公明党など、自民党に先んじて党を挙げて小池氏支援を打ち出しているけれど、天下の公党が選挙における学歴詐称はご法度なのを知りながら、支援することは本来当該候補者と同罪となろう。勿論自民党も同罪だけれど、こちらは裏金問題で党の役職停止処分を受け、怪しげな韓国カルトへの関与疑惑も大きい人物が、都連自民党会長という事で、小池氏支援を主導しているように見える。周辺は、総裁選で不利にならぬよう表立った反対はできない。いざとなれば、悪貨都連会長一人に、責任を取らせて落着させるつもりではないか。自民党にはほとんど良貨は残っているようには見えない。すでに駆逐されてしまったのだろう。
前にも当ブログに書いた昔話がある。

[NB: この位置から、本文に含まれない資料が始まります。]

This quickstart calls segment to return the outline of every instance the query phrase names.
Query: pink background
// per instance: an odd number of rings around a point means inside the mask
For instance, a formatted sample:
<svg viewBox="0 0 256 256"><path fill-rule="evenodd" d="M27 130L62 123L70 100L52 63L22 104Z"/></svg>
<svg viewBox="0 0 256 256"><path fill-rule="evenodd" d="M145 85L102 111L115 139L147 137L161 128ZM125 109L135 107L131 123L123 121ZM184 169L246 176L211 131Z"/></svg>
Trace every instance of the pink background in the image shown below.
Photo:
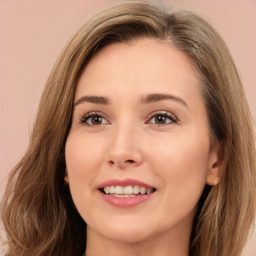
<svg viewBox="0 0 256 256"><path fill-rule="evenodd" d="M256 0L172 0L216 28L240 71L256 117ZM47 77L71 36L117 0L0 0L0 196L27 146ZM256 256L256 232L244 256Z"/></svg>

田中角栄氏が佐藤栄作総理の下、自民党幹事長などで権勢を誇っていた頃、藤原弘達氏の「創価学会を斬る」の出版刺し止めを直々に藤原氏に迫ったという話。藤原氏が広島県大竹市の講演会で、面白おかしく、しかし毅然として語られていたが、当時のジャーナリストは骨があった。公明党は昔から中共とは親しく、その後角栄氏は総理総裁として中共に赴き、台湾すなわち中華民国を切り捨て、日中友好条約等を米国に先んじて締結した。中国共産党がどんなものか分かっていない国民から概ね称賛された。すなわち当時からすでにわが国は、公明党を通じてわが国の政権党にまで浸透工作を成功させていたことが推測されるのだ。その後50年、わが国はかの国から開発資金(ODAなどを含む)と技術をむしり取られ続けた。
都知事選挙に戻って、本日12日、小池氏も正式に出馬表明したそうで、マスコミは早速小池氏対蓮舫氏の図式で煽り、テレビは報道番組の視聴率が上がると喜んでいるのではないか。迷惑は東京都民だ、どちらも都知事の資格などありはしない。投票する都民の資質にこそ問題を残すと思うが、政治ジャーナリストなどは、テレビ報道番組のコメンテーターとして仕事が増えるからか喜色満面な方もいる。いずこも本質を見ていない悪貨ばかりだ。